Hae Miran looked at Han Sorim with the assessing attention she directed at all new variables. Han Sorim looked back with the bracing quality Junho had identified at their first meeting.
"You were the southern message," Hae Miran said.
"Yes," Han Sorim said.
"What does your mark do."
"I don't fully know yet."
"Welcome to Blackfen," Hae Miran said, in a tone that was not unwelcoming and was not warm and was precisely what it needed to be.
Junho left them and went to find Iseul.
She was at the eastern wall, where she always was when she was processing something she hadn't finished processing. She turned when she heard him.
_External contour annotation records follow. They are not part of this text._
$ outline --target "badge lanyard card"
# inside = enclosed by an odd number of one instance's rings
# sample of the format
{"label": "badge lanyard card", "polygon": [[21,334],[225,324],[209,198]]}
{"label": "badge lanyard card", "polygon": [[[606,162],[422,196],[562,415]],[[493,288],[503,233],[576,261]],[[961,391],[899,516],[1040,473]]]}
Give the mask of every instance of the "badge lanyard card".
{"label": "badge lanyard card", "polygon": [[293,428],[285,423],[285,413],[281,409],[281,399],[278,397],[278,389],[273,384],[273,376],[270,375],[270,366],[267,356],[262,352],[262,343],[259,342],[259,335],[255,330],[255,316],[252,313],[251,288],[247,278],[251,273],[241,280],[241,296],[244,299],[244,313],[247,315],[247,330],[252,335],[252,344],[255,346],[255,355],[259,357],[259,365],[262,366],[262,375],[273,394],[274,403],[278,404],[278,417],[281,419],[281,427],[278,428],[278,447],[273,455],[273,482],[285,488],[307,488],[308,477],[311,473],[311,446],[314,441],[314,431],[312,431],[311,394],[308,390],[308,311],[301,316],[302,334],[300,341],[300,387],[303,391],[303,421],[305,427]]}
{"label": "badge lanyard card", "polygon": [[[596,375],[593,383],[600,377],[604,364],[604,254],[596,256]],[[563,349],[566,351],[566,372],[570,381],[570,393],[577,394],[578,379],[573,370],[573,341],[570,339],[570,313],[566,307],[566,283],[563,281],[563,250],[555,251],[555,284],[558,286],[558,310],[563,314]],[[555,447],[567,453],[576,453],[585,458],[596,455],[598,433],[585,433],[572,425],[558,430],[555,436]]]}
He looked at her. At the maintenance running at its sustained high level from the previous night's conversation. At the letter's fold marks visible in her jacket pocket.
"The forum situation," he said. "You've read it."
"Yes."
"Seojun's response."
"Yes." A pause. "He's building a case. Not for immediate action. For legitimizing eventual action."
"Yes."
She looked at him steadily. "The one sentence reply. It won't be enough."
"Not alone."
She waited.
"I need something from Seojun's private channel," he said. "Something specific. Something that, if it became public, would reframe the forum's entire understanding of who has been acting aggressively in the northwest cluster."
She understood immediately. He saw it in the way her eyes changed, not the calculating shift she used for tactical problems but something more focused, the quality of a person who has been waiting for a problem that fits their specific capabilities.
"The second channel," she said. "The one with three members."
"Yes."
"Minjae can't get in."
"No," he said. "But you might be able to."
She looked at him for a long moment.
"That would require me to do things," she said carefully, "that you've previously indicated you didn't want me to do."
"I know," he said.
"You're authorizing it."
He held her gaze.
"I'm authorizing the information acquisition," he said. "The method is your judgment."
Something moved through her expression that was not the maintenance and was not the thing underneath the maintenance but something that existed in the space between his authorization and her understanding of what it meant that he had given it.
"Understood," she said.
She turned back to the eastern wall.
He was walking away when the territory panel updated with a notification he had not expected tonight.
"Trade proposal response received: Lord Kim Daehyun, Stone node cluster north. Proposal: accepted."
"Trade proposal response received: Lord Yoo Jisoo, Stone node cluster north. Proposal: declined. Reason provided: existing exclusive agreement with Highland Dominion."
He stopped walking.
Yoo Jisoo's Stone node had been independently held as recently as four days ago. The channel archive had shown no Highland connection to that territory.
The exclusive agreement had been made in the last four days.
While Junho was planning his southern route. While the second penetration vector was active.
Seojun had moved to cut his Stone supply before the Grove attack had even happened. The Grove attack had been a distraction. The Stone node's exclusive agreement was the actual objective.
He looked at the notification for a long moment.
Then the Dokkaebi appeared at the hall doorway, holding its piece of deadwood, its bright eyes on him.
"He made the agreement six hours before you sent the trade proposals," it said. "He knew you would send them."
Junho looked at it.
"You've been watching Highland Dominion," he said.
"We've been watching everything," the Dokkaebi said. "Since before you asked us to."